The Free Software Foundation (FSF) is to allow the Microsoft-Novell partnership under the latest draft of the General Public Licence v3 (GPL3) because it will force Microsoft to grant patent protection to all open source software developers.
The FSF published a Last Call draft of the licence on 31 May before the publication of the final document scheduled for June.
"We believe we can do more to protect the community by allowing Novell to use software under GPL3 than by forbidding it to do so," the FSF stated in a Final Discussion Draft Rationale document (PDF) to explain the most recent changes.
Microsoft and Novell unveiled a marketing, distribution and intellectual property partnership in October.
As part of the $308m deal, Microsoft purchased 70,000 Linux 'coupons' that entitle the holder to a copy of Novell's SuSE Linux. Microsoft also provides the coupon holder with a licence for its patent portfolio.

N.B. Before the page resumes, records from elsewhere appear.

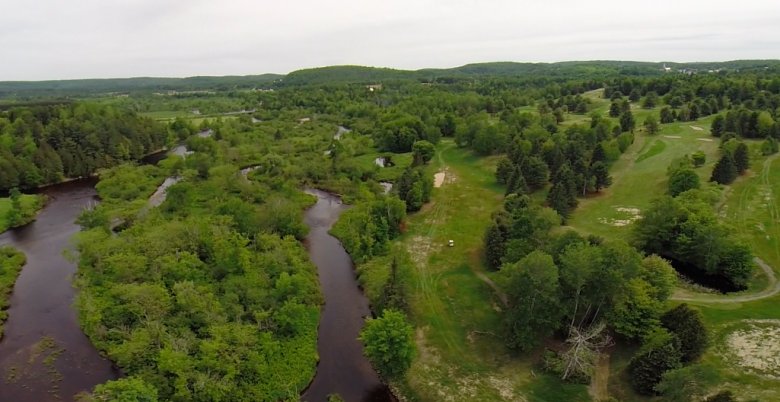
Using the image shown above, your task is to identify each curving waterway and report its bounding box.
[0,179,118,401]
[0,144,394,401]
[301,189,394,402]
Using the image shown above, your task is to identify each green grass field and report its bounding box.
[566,110,780,400]
[0,194,44,233]
[568,118,720,240]
[360,140,588,401]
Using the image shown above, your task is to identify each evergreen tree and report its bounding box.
[591,144,607,164]
[506,165,528,196]
[378,258,408,313]
[642,91,659,109]
[495,158,514,185]
[660,107,675,124]
[485,222,507,270]
[620,111,636,133]
[609,101,621,117]
[628,330,683,395]
[643,115,660,135]
[525,156,550,189]
[710,154,738,184]
[547,165,578,219]
[732,142,750,174]
[710,114,725,137]
[660,304,708,362]
[591,161,612,191]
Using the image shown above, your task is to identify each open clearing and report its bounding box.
[390,140,588,401]
[726,320,780,378]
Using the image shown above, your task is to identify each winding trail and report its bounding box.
[672,154,780,304]
[588,353,611,402]
[671,257,780,303]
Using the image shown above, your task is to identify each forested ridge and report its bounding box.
[0,103,167,191]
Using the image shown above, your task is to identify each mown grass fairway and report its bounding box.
[568,117,720,240]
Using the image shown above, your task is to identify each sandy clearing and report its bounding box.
[663,135,682,139]
[689,125,704,131]
[697,138,714,142]
[598,206,642,227]
[726,321,780,376]
[434,172,446,188]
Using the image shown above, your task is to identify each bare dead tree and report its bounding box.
[561,321,613,381]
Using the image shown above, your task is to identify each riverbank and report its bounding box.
[301,189,394,402]
[0,179,118,401]
[0,247,25,339]
[0,194,45,234]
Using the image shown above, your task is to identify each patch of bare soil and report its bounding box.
[434,172,446,188]
[726,320,780,378]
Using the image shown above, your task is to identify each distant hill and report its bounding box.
[0,74,283,99]
[280,60,780,86]
[2,60,779,98]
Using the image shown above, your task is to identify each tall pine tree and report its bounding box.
[710,154,738,184]
[733,142,750,174]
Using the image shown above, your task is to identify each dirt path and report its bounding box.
[475,272,508,307]
[588,353,611,401]
[671,257,780,303]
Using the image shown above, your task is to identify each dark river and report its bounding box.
[0,161,393,401]
[0,179,118,401]
[301,189,394,402]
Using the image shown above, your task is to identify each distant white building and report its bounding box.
[663,64,672,72]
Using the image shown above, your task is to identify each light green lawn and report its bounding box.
[568,117,720,240]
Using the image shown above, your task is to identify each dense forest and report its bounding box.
[0,103,167,191]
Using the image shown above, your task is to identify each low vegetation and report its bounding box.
[0,246,26,338]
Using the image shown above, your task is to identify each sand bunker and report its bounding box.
[697,138,714,142]
[726,320,780,377]
[598,206,642,227]
[689,125,704,131]
[434,172,446,188]
[663,135,682,139]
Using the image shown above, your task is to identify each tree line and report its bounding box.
[0,103,167,191]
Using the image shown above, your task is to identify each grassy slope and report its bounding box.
[377,140,588,401]
[0,194,44,233]
[568,117,720,240]
[566,105,780,400]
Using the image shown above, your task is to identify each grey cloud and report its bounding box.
[1,0,778,80]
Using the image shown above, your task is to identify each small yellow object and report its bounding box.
[448,240,454,247]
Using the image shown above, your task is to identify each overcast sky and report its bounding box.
[2,0,779,80]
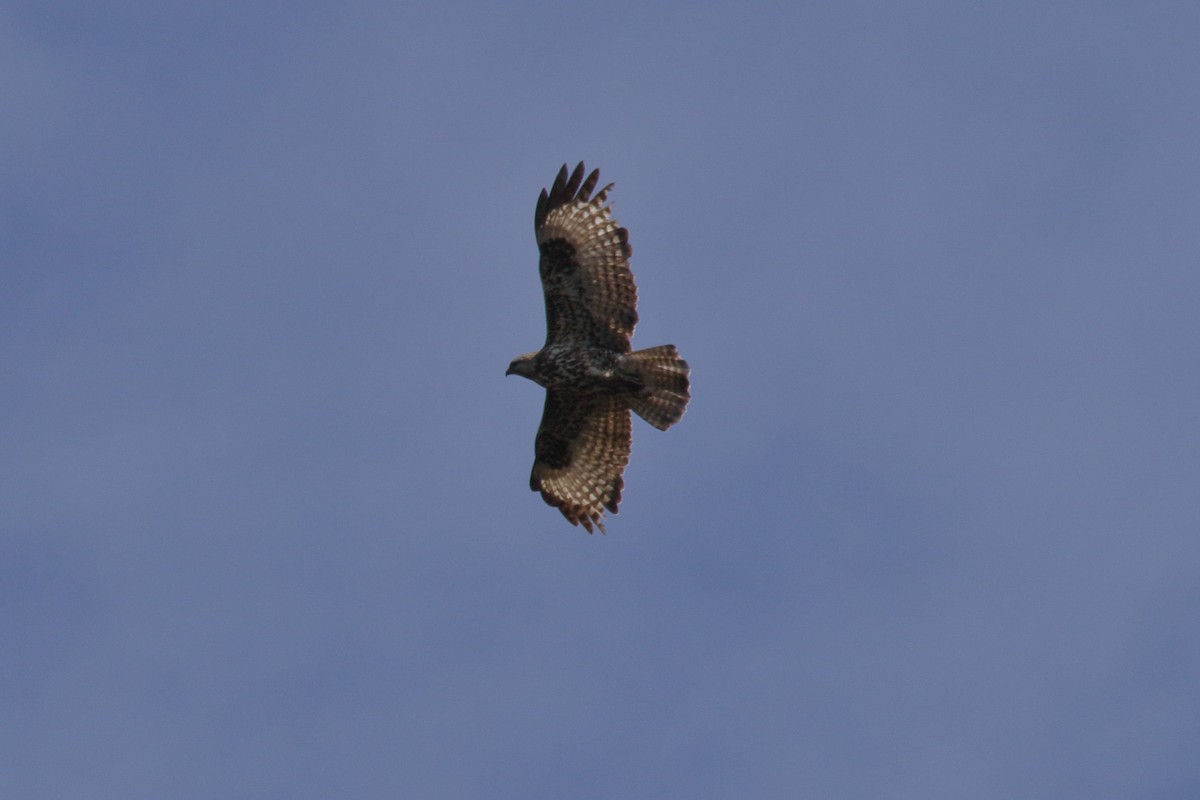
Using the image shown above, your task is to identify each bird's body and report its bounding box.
[507,163,690,533]
[515,343,623,389]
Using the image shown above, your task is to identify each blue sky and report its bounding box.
[4,2,1199,797]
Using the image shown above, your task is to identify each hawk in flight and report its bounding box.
[507,163,690,533]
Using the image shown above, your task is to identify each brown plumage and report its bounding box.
[506,163,690,533]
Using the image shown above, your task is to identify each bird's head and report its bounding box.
[506,352,539,380]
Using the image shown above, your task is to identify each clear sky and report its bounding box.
[4,2,1199,798]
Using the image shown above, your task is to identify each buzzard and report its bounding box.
[507,163,690,533]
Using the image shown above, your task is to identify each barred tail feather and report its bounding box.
[623,345,690,431]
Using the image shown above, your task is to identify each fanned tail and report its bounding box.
[622,345,690,431]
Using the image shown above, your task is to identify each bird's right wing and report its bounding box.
[529,390,631,533]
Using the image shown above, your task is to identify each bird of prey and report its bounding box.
[506,163,690,533]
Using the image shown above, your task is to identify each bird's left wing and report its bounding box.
[535,162,638,353]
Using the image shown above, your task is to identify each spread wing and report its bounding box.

Microsoft has said that it will not sue individual users, but insists that it should be compensated for alleged patent violations by Linux.
The patent provisions of the partnership have caused a storm of protest, and prompted the FSF to change the terms of the forthcoming third version of the GPL.
Microsoft chose to use coupons because it believes that they allow the company to sell Linux software without actually distributing the code.
Code distribution would subject the company to the current second version of the GPL which bans certain provisions of the partnership. The FSF, however, disputes the notion that Microsoft is not shipping the actual code.
Eben Moglen, founder and chairman of the Software Freedom Law Center, and co-author of the GPL, told vnunet.com that, because Microsoft paid for the coupons in advance and uses Novell only as a shipping agent, it in essence distributes SuSE Linux.